Betty looked down at the bear in her hand absently,
then her brow wrinkled as she took a closer look. “What’n the
hell’s this?” she muttered as she plucked at the back of the toy,
then gasped as she drew out a piece of green paper. “Oh, my good
Lord,” she whispered in awe as she held up a soft, worn hundred
dollar bill and relaxed back into the booth. She looked back at the
animal and poked through it. “It’s full o’ them puppies. Hunnerd
dollar bills.” She glared at Chad then. “Where’d you git this,
youngun? I won’t be havin’ you takin’ after your pa an’
thievin’.”

“Big gold man gimme.”

There was only one “big gold man” in that courthouse
and Justice thought she might cry right there.

“What’s the note say, Ma?”

Looking abashed, Betty said, “Well, I forgot my
readin’ glasses. Don’t know what it says.”

“I’ll read it for you, Betty.”

She glared at Justice. “Mind you, I kin read. I just
don’t got my glasses handy.”

“I understand.”

Reluctantly Betty handed the note to Justice and
Justice gulped at the computer-generated message. “‘Dear Miss
Dawson,’” Justice read aloud. “‘Please take this bear and go away
from here, away from Billy. Start a new life. Go to school, get
some skills. You don’t have to depend on anyone but yourself.’”

Betty sat dumbfounded. “Oh, my,” she whispered as
tears came to her eyes. “The good Lord’s done answered my prayers
at last.”

Justice didn’t even care that she got back to the
office at 4:30. Knox didn’t give her a chance to explain, so she
got chewed up and spit out in front of everybody.

But she held her head high and stared straight back
at him while he yelled at her, letting him know she knew what he’d
done.

His eyes were a deep blue.

* * * * *

 

 

 

 

88:
WIPEOUT

 

For the first time since she’d moved in, he was
actually in the house and, better yet, upstairs when she came home.
He watched her speculatively, as if he were deciding what to say to
her first.

She didn’t say a word; she just went about the
business of cooking dinner for both of them, since he’d had the
presence of mind to show up.

“All right,” he snapped. “Let’s have it.
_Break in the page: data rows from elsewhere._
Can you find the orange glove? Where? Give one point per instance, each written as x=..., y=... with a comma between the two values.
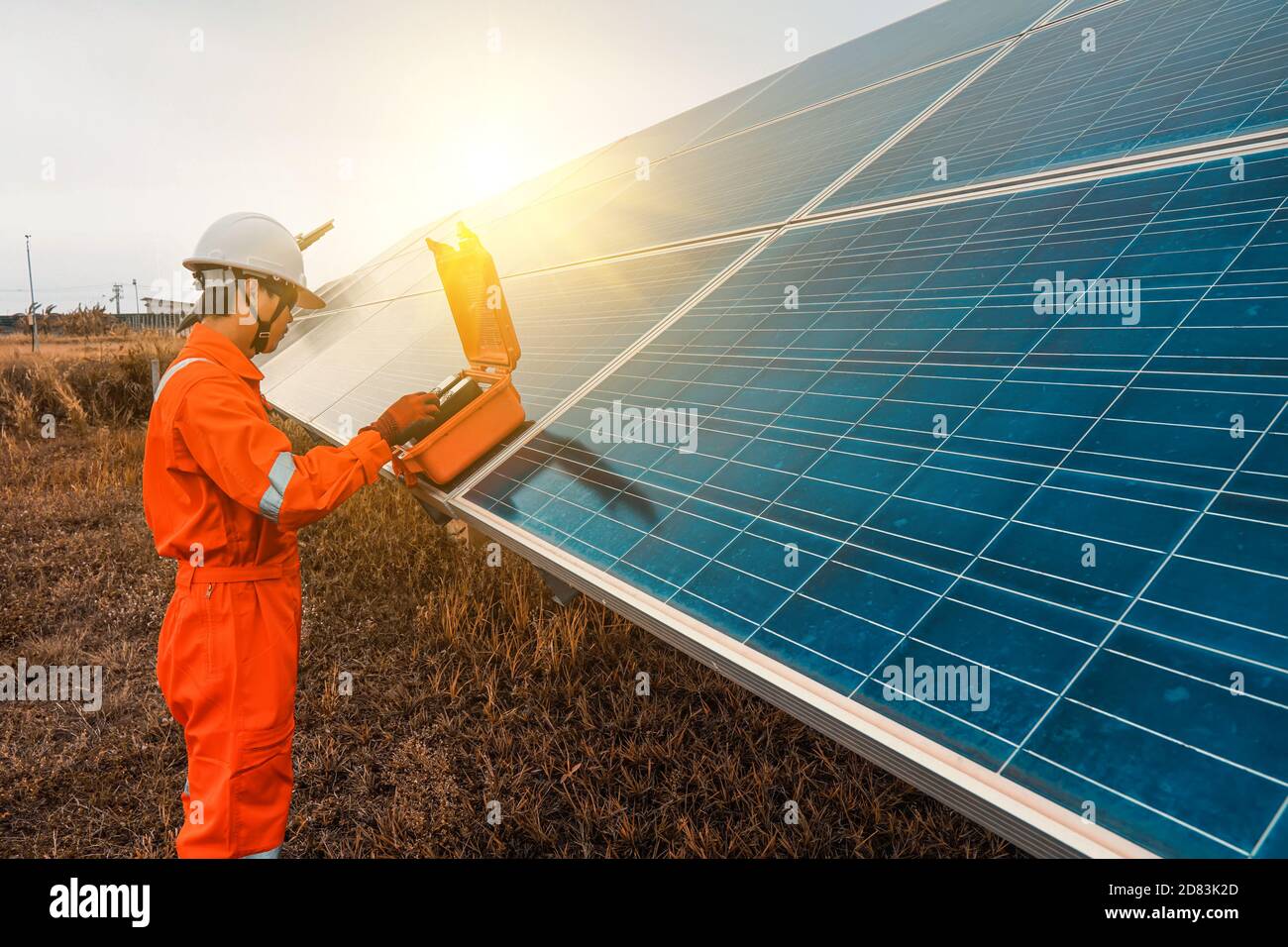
x=408, y=418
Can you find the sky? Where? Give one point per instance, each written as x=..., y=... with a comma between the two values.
x=130, y=127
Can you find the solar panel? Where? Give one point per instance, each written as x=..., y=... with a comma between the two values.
x=1154, y=73
x=914, y=467
x=930, y=37
x=1029, y=438
x=780, y=167
x=572, y=322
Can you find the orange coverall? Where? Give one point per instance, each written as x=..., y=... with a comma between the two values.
x=224, y=495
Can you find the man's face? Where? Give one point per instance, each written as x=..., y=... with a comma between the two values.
x=278, y=330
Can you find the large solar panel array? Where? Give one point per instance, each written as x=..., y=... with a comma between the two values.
x=983, y=471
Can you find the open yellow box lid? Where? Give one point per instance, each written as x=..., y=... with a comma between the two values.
x=477, y=302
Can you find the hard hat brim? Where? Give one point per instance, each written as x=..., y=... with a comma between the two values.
x=307, y=298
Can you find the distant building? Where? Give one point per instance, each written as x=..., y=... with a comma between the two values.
x=166, y=307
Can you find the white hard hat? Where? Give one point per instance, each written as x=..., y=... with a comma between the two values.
x=258, y=244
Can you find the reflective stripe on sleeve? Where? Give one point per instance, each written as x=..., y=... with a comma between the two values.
x=170, y=372
x=278, y=475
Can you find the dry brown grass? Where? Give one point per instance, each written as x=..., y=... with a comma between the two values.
x=471, y=684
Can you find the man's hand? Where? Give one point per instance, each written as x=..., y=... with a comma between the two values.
x=407, y=418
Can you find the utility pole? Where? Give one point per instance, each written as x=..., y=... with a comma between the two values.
x=31, y=286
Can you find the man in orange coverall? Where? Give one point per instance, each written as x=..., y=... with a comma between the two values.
x=224, y=495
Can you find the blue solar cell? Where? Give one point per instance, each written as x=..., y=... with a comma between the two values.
x=923, y=39
x=906, y=459
x=571, y=324
x=1162, y=72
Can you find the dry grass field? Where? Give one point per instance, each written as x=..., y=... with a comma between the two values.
x=471, y=684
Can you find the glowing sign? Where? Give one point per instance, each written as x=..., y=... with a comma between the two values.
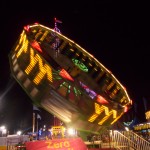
x=98, y=110
x=55, y=144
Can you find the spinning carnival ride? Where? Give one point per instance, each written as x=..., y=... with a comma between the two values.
x=66, y=80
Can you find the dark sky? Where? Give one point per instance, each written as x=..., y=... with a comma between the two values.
x=116, y=33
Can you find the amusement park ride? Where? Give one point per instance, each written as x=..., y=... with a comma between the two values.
x=66, y=80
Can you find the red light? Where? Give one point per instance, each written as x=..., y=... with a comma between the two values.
x=27, y=28
x=101, y=100
x=36, y=45
x=63, y=73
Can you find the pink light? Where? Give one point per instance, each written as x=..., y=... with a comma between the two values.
x=125, y=109
x=27, y=28
x=63, y=73
x=36, y=45
x=101, y=100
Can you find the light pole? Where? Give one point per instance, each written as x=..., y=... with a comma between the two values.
x=3, y=130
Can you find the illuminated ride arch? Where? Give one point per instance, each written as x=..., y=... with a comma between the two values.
x=66, y=80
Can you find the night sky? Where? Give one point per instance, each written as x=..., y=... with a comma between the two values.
x=117, y=34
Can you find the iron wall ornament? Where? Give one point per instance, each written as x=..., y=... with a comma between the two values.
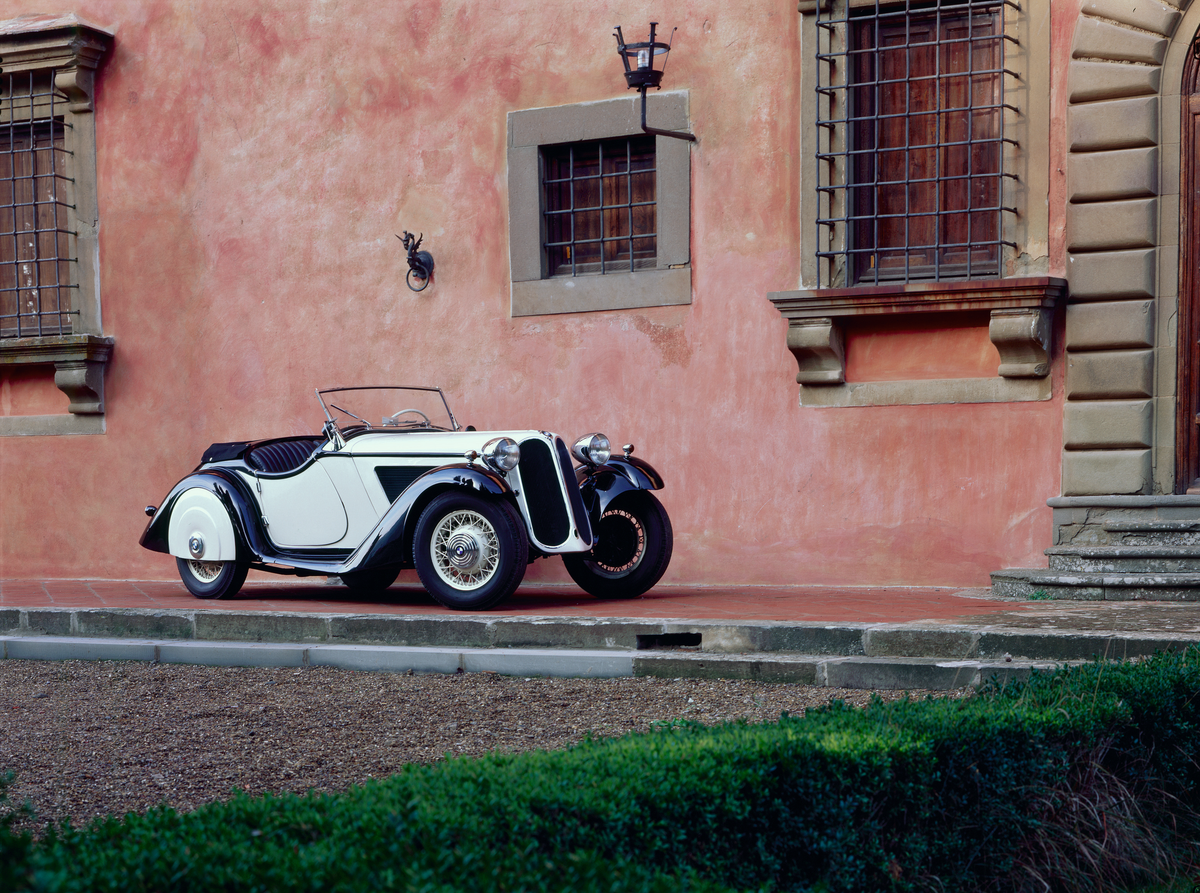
x=643, y=75
x=420, y=263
Where’d you
go today and why?”

“We’re not at work and you could’ve asked me that
before you started in on me.”

“Tell me anyway.”

She huffed. “Took the defendant’s family across the
street and fed them.”

He grunted. “Why?”

“Because they were starving and I thought that was
more important than watching you do what I’ve seen you do a
gazillion times if I’ve seen you do it once.” He had nothing to say
to that, and she looked over her shoulder at him and drawled, “And
don’t act like you’re all mad. You gave them a teddy bear stuffed
full of cash.”

Knox rolled his eyes. “I have no idea what you’re
talking about.”

“Liar.”

He said nothing for a long while and Justice threw
the vegetables and meat into a wok. She plugged the steamer in and
threw some flour tortillas in it. She heard a low meow and the
swish of cat against denim.

“It was a dumb thing to do,” he finally
admitted.

She tossed the stir fry and glanced at him where he
sat at the table, Dog stretched up with his front paws on Knox’s
thigh to get his face scratched. Knox obliged absently and she bit
back a smile. “I don’t think so. I thought it was sweet.”
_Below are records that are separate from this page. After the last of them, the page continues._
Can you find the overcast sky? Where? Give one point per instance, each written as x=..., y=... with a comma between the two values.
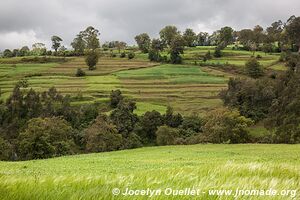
x=24, y=22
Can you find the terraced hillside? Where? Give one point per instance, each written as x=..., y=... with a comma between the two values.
x=188, y=88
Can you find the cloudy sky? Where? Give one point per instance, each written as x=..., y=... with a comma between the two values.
x=24, y=22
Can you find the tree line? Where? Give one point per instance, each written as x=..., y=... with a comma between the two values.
x=278, y=37
x=36, y=125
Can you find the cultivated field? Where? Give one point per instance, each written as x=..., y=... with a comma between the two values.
x=188, y=88
x=204, y=167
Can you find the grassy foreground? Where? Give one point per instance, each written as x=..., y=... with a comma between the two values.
x=204, y=167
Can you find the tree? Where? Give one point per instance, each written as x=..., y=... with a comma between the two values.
x=78, y=45
x=39, y=49
x=258, y=35
x=131, y=55
x=80, y=72
x=225, y=126
x=56, y=42
x=6, y=150
x=253, y=68
x=102, y=135
x=45, y=138
x=190, y=37
x=143, y=41
x=15, y=52
x=91, y=59
x=168, y=34
x=202, y=39
x=283, y=119
x=218, y=52
x=226, y=36
x=24, y=51
x=155, y=49
x=124, y=118
x=245, y=37
x=90, y=37
x=176, y=49
x=293, y=31
x=251, y=97
x=148, y=125
x=7, y=53
x=274, y=32
x=171, y=119
x=115, y=98
x=166, y=135
x=120, y=45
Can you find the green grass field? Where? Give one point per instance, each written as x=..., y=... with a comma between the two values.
x=204, y=167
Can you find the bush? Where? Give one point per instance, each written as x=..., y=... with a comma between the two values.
x=92, y=58
x=251, y=97
x=123, y=55
x=148, y=125
x=102, y=135
x=171, y=119
x=80, y=72
x=131, y=55
x=132, y=141
x=115, y=98
x=218, y=52
x=225, y=126
x=45, y=138
x=166, y=135
x=258, y=57
x=6, y=151
x=253, y=68
x=207, y=56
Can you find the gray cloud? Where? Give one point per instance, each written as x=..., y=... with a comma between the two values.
x=25, y=22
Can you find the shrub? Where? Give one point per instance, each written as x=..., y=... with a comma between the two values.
x=166, y=135
x=148, y=125
x=6, y=151
x=258, y=57
x=225, y=126
x=123, y=55
x=132, y=141
x=131, y=55
x=80, y=72
x=45, y=138
x=218, y=52
x=124, y=118
x=253, y=68
x=251, y=97
x=102, y=135
x=115, y=98
x=92, y=58
x=171, y=119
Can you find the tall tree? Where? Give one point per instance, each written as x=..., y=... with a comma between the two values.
x=226, y=36
x=56, y=42
x=176, y=48
x=293, y=31
x=90, y=36
x=190, y=37
x=143, y=40
x=78, y=45
x=168, y=33
x=202, y=39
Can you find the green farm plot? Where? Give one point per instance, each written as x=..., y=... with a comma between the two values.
x=186, y=88
x=204, y=167
x=233, y=57
x=11, y=70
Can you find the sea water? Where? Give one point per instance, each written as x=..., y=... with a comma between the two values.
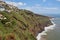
x=55, y=33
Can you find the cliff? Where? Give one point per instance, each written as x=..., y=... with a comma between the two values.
x=20, y=24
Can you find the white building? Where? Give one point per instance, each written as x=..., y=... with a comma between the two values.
x=2, y=8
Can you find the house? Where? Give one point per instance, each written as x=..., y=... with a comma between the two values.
x=2, y=8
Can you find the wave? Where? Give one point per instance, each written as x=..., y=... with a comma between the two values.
x=51, y=27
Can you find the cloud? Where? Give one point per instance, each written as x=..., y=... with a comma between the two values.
x=16, y=3
x=44, y=0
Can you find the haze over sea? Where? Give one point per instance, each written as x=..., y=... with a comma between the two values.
x=55, y=33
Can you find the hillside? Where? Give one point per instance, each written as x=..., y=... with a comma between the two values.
x=20, y=24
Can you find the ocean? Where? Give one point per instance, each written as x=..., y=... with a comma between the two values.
x=52, y=32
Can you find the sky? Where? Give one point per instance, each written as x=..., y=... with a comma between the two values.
x=37, y=6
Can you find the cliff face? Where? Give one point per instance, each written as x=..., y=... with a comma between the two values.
x=19, y=24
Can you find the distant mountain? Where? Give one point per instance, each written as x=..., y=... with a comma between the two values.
x=20, y=24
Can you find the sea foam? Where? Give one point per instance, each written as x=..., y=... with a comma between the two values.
x=51, y=27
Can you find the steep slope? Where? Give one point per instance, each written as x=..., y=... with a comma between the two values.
x=20, y=24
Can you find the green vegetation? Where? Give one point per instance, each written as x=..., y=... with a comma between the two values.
x=21, y=24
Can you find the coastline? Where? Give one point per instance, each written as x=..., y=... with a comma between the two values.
x=43, y=33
“Eh. She’ll blow it all and go back to Billy as soon
as he’s released.”

“No, she was pretty graphic about the way he treats
her and now she has the means to do something about it. With women
like that, it always comes down to means. You pulled me out of a
bad situation and then you gave me the means to leave you.”
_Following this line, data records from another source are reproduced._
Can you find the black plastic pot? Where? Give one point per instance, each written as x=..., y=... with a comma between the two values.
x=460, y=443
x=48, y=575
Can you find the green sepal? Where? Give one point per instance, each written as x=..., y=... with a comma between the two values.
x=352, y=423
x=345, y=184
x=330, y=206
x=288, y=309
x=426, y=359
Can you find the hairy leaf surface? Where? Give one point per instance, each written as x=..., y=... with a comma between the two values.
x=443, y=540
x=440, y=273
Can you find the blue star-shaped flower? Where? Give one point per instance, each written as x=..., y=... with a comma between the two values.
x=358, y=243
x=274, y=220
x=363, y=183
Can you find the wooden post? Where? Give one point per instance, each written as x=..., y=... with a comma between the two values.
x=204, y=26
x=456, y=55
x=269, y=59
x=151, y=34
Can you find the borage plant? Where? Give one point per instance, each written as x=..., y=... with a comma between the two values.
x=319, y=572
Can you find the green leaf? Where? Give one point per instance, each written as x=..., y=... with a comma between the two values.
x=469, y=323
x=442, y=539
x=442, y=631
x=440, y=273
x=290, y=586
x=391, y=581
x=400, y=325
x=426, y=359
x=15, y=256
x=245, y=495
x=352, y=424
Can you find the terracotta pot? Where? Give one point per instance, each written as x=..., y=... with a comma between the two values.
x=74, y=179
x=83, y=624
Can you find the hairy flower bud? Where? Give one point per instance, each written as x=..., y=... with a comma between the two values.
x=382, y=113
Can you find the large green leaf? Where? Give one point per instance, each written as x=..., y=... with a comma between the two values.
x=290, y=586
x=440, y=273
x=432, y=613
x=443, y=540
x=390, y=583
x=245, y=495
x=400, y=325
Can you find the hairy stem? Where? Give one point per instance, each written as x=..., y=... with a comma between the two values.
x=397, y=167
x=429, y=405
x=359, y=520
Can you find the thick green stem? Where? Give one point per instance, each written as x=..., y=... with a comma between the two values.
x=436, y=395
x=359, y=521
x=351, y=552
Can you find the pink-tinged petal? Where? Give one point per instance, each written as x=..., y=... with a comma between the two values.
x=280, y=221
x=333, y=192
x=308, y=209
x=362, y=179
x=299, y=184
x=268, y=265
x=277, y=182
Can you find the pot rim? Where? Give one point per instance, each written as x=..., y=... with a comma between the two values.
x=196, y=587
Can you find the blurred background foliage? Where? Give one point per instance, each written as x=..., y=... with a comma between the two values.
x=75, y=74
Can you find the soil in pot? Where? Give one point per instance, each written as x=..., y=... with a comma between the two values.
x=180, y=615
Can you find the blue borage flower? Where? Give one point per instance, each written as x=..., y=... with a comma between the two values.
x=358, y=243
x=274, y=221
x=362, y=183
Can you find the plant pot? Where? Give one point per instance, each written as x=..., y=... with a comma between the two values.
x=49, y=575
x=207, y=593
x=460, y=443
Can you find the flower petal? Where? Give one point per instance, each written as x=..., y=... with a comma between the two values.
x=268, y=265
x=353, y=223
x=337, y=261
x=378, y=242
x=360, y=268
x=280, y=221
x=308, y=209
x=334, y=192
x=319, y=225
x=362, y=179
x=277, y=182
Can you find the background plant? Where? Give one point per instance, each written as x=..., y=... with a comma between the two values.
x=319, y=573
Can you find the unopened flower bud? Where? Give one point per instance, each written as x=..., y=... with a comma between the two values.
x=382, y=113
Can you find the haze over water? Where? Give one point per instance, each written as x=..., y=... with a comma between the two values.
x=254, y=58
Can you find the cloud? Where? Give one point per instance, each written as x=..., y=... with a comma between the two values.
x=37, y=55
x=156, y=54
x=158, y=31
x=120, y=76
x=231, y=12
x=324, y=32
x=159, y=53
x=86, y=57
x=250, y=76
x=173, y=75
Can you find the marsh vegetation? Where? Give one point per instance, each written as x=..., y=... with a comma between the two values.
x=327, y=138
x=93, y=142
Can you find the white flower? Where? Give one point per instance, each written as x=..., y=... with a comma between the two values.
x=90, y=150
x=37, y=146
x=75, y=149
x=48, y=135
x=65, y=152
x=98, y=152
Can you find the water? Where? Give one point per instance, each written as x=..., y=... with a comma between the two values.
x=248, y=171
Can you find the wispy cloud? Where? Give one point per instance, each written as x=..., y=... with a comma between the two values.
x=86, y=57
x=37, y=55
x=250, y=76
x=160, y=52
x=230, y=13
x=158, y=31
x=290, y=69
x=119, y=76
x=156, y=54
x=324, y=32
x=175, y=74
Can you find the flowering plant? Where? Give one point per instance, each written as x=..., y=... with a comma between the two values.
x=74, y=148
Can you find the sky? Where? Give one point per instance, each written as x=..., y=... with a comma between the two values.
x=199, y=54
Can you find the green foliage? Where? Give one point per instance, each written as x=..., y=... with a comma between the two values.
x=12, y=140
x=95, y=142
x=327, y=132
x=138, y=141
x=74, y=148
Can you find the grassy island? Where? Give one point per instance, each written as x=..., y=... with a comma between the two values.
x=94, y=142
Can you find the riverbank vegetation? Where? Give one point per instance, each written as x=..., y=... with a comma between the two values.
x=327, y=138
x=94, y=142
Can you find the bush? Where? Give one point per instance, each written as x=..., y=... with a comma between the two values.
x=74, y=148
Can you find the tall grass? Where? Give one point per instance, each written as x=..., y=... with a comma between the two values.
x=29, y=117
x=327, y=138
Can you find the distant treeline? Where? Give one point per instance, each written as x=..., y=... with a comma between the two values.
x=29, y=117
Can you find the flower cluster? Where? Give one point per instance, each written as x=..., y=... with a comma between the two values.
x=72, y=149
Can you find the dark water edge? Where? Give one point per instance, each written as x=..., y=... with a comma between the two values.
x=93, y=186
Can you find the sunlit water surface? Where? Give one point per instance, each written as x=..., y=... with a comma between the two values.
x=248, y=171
“And you came back. There you go.”

She looked at him sharply. “You don’t beat me. You
don’t rape me. You don’t get bastard children on me. You don’t
cheat on me. You take care of me and give me everything I need; in
fact, you’d give me anything I wanted if I asked—and don’t tell me
you wouldn’t. Not only don’t you make me slave my life away and
make me look like I’m forty when I’m actually twenty-five—you
pulled me off that farm, where that’s exactly what would’ve
happened to me. I can ditch you any time. I’m free to do what I
want, when I want, how I want as long as I’m to work on time—and
even that’s negotiable.”

Knox laughed reluctantly, but said nothing else and
she finished dinner. She put the tortillas on a plate and divvied
up the stir fry, giving herself as much as she knew she could eat
and him the rest.

He put his fajita together and took a bite. “This is
really good.”

“Thanks.”

They ate in silence for a moment as he hand-fed Dog
bits and pieces of beef and tortilla. Finally, Knox muttered, “I’m
sorry I was an ass today.”

“Which time? I counted three or four.”

He chuckled, again reluctantly.

“I want to know something. Were you born
grumpy?”

“No, Iustitia,” he said, sarcasm dripping from his
tongue. “Believe it or not, I wasn’t. I was a semi-professional
surfer in college. You can’t surf and be grumpy.”

Her mouth would have dropped open if she didn’t have
food in it. She swallowed it so she could speak. “You were?”

“Yes. Surfing is probably the most—” He stopped to
think, to look for a word. “—
joyous
experience in the world.
Man communing with ocean via fiberglass.”

There was so much she didn’t know about this man and
suddenly, her heart hurt because of that. “So . . . what happened
that made you grumpy?”

He paused mid-chew. Then, softly, “I’d rather not
talk about that.”

“Oh. Okay.” They ate in silence that felt tense to
Justice because she had so many things she wanted to ask and didn’t
know where to start. She cleared her throat. “Um, Knox . . . ”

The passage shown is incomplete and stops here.